Saturday, January 28, 2012

Ch. 4

"Create time for students to pursue particular areas of interest within your topic or content area-- move beyond the idea that all students must study the same thing at the same time."
I feel that as a teacher this concept will be very difficult for me. I fear that if every student was working on a different topic and a different type of project it would be impossible to grade their work accurately. What kind of rubric would cover an oral report, an essay, and a group project? The purpose of having students study different things concerns me also. In my AP English class we often divided into groups and each group would read a different book from the AP list. Then each group would summarize the book and discuss the main themes in the hopes that the rest of the class would learn enough about the book to use it on the AP test. However, merely listening to a summary and oral review of the book is not enough to actually learn the book. If students each work on their own projects, what is the end goal? Will the rest of the class learn about each others' projects? Will all students be expected to learn something from all projects or is it more on an individual basis? If this concept will work, I think it must be very strategically planned and specific guidelines set up so as to ensure each student is learning a particular standard or concept. 
"Help kids understand that arriving at insights as a result of struggle is worthwhile."
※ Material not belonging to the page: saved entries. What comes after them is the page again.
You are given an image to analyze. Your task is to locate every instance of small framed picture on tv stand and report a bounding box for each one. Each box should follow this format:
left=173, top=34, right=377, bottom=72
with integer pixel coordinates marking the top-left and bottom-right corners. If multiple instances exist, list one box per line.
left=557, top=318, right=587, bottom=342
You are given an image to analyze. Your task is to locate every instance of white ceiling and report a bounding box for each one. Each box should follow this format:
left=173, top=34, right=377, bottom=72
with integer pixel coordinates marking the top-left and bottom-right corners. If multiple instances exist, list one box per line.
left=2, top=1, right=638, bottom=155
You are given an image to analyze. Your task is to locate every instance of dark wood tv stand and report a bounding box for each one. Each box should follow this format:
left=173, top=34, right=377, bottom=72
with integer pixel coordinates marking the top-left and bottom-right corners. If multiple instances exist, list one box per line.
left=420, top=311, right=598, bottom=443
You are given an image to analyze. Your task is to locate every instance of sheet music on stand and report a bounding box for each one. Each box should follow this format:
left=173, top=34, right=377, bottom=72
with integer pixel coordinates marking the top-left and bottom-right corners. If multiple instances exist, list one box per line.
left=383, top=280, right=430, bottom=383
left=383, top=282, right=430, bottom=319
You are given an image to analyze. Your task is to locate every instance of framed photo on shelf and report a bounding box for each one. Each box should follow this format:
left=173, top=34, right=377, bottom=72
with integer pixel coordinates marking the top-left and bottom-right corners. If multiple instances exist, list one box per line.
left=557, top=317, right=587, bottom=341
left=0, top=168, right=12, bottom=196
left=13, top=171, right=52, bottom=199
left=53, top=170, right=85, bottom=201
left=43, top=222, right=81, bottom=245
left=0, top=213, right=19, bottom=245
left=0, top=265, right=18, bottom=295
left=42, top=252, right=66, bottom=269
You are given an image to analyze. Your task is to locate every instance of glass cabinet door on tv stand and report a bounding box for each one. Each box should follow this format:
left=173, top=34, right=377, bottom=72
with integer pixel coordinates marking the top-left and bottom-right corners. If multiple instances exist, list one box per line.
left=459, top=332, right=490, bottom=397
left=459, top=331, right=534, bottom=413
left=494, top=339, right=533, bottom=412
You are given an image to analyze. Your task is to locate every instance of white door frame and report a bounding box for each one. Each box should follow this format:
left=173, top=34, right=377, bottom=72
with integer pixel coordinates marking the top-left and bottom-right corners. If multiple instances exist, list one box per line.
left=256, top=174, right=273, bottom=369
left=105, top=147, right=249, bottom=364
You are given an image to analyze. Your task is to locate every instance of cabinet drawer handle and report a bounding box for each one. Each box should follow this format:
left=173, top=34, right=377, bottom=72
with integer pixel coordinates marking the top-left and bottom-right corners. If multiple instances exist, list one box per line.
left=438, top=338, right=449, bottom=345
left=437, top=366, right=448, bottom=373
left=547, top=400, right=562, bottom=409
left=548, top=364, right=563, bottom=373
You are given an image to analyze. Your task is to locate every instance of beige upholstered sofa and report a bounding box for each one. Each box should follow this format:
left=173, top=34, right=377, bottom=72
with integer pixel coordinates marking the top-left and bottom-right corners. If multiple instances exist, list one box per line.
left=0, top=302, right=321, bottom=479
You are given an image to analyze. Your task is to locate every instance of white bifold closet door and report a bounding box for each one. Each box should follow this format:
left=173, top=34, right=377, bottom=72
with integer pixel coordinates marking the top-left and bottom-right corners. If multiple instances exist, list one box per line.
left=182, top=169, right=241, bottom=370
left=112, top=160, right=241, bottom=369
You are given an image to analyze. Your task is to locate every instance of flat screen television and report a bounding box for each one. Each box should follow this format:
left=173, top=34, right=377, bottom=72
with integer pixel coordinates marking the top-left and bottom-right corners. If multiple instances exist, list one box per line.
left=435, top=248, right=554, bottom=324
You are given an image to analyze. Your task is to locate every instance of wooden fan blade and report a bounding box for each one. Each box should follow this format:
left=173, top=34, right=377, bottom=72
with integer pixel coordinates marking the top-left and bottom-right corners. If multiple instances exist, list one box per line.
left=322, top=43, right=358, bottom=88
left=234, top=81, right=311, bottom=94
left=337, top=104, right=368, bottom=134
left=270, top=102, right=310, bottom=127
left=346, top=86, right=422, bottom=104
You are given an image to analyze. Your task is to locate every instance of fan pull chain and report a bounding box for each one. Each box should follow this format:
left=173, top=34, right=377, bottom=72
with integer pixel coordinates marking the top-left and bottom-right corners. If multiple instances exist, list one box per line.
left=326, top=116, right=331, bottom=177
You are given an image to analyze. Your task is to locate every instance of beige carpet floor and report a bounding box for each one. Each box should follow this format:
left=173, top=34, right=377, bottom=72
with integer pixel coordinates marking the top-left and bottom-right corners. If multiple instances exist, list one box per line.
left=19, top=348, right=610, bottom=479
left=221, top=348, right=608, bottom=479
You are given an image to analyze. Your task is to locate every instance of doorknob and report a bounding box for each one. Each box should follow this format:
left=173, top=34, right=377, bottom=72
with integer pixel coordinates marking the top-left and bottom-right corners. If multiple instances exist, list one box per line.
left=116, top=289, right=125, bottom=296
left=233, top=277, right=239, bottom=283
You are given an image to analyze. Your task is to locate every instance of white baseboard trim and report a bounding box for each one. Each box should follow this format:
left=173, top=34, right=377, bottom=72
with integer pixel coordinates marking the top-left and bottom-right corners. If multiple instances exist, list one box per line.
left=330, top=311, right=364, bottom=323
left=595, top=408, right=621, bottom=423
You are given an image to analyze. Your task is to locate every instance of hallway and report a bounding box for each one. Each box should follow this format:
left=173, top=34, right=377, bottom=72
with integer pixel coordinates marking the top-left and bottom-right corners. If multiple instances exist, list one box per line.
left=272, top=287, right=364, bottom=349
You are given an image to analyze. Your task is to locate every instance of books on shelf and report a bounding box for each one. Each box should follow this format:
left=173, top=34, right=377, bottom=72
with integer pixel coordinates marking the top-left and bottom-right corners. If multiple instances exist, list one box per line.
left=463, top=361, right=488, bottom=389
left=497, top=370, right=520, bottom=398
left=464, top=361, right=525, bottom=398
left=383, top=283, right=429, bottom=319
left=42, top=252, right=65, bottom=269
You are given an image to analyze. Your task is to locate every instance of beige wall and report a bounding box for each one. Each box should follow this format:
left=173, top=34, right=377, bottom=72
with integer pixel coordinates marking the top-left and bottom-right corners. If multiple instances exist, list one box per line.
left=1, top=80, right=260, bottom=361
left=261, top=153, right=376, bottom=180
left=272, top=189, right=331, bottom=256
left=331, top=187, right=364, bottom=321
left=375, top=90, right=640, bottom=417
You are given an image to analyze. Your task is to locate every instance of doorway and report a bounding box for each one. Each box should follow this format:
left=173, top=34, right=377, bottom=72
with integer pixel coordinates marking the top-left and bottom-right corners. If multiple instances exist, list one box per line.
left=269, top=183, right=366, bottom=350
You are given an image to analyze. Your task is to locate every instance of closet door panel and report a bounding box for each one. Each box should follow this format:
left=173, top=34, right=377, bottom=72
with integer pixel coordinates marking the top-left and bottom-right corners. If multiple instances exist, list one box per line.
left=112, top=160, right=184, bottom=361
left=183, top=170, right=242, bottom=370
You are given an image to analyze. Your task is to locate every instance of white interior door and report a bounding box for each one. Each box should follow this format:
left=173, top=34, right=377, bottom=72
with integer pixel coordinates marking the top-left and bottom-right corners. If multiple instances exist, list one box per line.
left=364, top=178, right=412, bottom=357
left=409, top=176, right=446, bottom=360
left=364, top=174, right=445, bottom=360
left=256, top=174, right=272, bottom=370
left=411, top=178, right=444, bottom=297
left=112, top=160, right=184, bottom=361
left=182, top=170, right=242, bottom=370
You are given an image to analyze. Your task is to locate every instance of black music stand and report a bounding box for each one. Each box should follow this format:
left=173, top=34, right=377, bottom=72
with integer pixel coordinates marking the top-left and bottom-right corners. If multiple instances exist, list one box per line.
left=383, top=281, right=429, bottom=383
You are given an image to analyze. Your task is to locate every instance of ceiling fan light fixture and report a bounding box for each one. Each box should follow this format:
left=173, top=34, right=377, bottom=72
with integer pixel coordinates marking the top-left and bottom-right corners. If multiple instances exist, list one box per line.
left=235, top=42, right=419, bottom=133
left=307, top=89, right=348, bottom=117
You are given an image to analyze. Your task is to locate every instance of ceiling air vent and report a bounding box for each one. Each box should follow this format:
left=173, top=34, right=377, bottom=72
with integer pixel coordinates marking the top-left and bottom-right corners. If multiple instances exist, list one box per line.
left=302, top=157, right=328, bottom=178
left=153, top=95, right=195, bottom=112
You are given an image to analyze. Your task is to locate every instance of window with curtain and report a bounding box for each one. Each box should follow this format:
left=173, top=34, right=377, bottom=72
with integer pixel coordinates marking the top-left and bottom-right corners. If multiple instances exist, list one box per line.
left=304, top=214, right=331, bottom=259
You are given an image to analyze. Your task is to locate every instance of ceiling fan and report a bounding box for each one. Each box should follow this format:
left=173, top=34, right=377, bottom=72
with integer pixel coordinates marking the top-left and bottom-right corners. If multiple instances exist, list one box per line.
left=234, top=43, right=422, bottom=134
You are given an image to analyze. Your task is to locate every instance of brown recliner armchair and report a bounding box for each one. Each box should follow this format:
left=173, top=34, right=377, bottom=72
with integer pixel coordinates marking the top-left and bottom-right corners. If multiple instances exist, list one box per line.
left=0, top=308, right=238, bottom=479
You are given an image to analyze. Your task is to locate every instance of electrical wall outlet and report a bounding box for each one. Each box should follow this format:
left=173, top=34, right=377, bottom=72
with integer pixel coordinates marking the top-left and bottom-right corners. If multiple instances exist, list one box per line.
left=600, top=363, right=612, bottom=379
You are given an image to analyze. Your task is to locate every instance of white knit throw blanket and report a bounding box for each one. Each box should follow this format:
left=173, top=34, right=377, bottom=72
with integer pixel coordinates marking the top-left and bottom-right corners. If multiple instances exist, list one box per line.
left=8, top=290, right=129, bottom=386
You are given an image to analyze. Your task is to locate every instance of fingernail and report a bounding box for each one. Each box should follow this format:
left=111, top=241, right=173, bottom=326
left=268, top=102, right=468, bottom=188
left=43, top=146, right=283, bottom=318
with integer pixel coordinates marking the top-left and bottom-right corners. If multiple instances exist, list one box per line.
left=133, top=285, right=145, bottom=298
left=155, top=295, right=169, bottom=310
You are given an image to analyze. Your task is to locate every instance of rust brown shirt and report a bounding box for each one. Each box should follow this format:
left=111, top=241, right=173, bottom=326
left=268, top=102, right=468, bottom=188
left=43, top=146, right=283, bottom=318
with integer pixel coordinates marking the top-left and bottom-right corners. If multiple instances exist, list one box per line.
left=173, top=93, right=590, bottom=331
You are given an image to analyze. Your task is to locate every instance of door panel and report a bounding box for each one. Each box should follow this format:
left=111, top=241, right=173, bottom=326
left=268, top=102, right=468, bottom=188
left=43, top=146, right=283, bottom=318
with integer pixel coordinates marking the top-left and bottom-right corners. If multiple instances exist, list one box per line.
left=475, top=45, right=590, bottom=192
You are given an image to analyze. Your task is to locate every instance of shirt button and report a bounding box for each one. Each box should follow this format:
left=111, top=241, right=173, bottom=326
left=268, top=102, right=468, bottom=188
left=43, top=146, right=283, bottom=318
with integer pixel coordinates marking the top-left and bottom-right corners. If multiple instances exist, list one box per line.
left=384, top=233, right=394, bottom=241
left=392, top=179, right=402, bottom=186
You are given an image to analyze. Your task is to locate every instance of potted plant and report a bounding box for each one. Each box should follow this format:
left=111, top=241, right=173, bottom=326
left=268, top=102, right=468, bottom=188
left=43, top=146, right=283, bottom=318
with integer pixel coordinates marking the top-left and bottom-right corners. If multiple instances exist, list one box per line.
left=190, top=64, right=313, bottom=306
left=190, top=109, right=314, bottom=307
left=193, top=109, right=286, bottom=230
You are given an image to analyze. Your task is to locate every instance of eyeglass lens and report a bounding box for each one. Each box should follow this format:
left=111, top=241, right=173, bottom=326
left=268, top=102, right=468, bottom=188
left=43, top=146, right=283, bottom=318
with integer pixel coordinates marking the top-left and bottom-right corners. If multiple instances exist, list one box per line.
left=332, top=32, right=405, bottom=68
Another dimension to understanding I was unsure about was the idea that you must struggle to acquire true understanding. I agree with this idea, but how can we convince our students of this? Some students are simply not motivated to learn, and asking them to struggle over a particular concept will most likely deter them from even trying. I suppose if the content is something the student is interested in they will be more willing to struggle over it, but otherwise it can be difficult to teach someone self-motivation.